When Rachel Chu (Constance Wu) agrees to accompany her longtime boyfriend Nick Young (Henry Golding) to his best friend’s wedding in Singapore, she has no clue what is to come. Turns out, Nick belongs to one of the wealthiest families in Asia. When Nick’s mother, Eleanor (Michelle Yeoh), and others in her social circle disapprove of the relationship, Rachel must overcome numerous obstacles in order to prove her worth.

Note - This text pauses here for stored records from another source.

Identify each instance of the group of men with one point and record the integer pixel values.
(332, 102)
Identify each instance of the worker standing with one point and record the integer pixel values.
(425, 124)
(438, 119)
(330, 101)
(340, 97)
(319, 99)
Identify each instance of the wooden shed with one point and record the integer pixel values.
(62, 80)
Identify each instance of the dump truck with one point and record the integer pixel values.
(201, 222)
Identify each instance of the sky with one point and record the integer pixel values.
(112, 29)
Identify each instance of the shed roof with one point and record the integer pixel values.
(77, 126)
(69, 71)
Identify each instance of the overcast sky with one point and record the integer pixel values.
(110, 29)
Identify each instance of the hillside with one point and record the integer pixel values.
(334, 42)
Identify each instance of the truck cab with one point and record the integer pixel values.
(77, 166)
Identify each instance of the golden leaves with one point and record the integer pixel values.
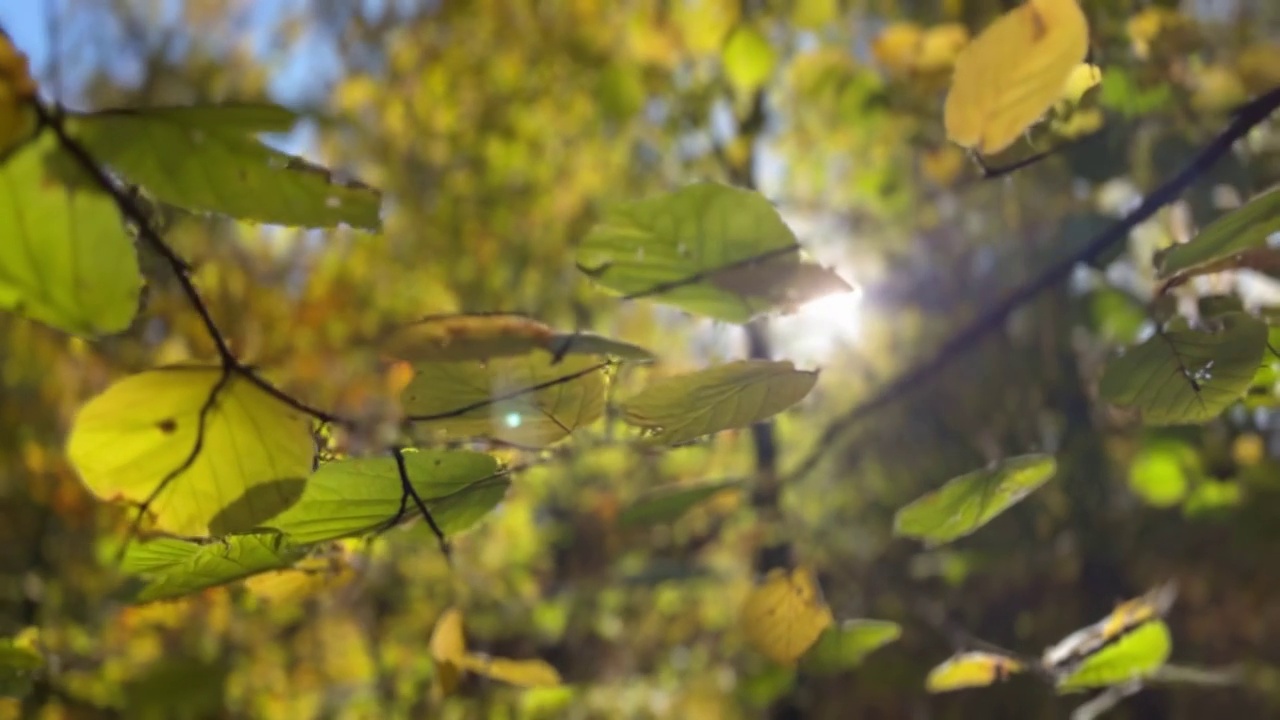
(1014, 72)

I tried (and failed) to finish the novel before seeing the movie, but I did read enough to get a feel for each of the main characters. The movie’s translation of Rachel’s college roommate, Peik Lin Goh (Awkwafina), is inspired. Awkwafina steals the show in every scene she’s in. She’s outrageous, brutally honest, and unabashedly flaunts her wealth. In fact, the whole Goh family is ridiculous in the best way, including Peik Lin’s father, Wye Mun Goh (Ken Jeong). While feeding his kids chicken nuggets, he satirically says, “There are starving children in America.” The whole audience laughed out loud and proceeded to laugh any time any of the Goh family was on-screen.
Something that was harder to translate from the book to the movie is Nick and Rachel’s romance. In the book, you’re provided a better picture of their life together in New York City much more than on-screen. As a result, the movie’s portrayal of their relationship comes across as two-dimensional. Fortunately, the chemistry between Chu and Golding is palpable. There’s a moment during his best friend’s wedding ceremony where Nick and Rachel lovingly stare at one another. It’s a sweet reminder to both the couple and the audience as to why Rachel is putting up with Eleanor’s behavior—she and Nick are each other’s futures. The movie’s portrayal of Astrid (Gemma Chan), Nick’s favorite cousin, also felt two-dimensional. She was my favorite character in the book; however, in the movie she’s less prevalent. I also think the movie could have played up the parallels between Rachel and Nick’s relationship and Astrid and her husband’s. Still, I enjoyed Astrid—and her legendary wardrobe— being brought to life on-screen.
If you’re a true fan of the romantic comedy genre, go out and see Crazy Rich Asians. It had everything I was looking for and much more.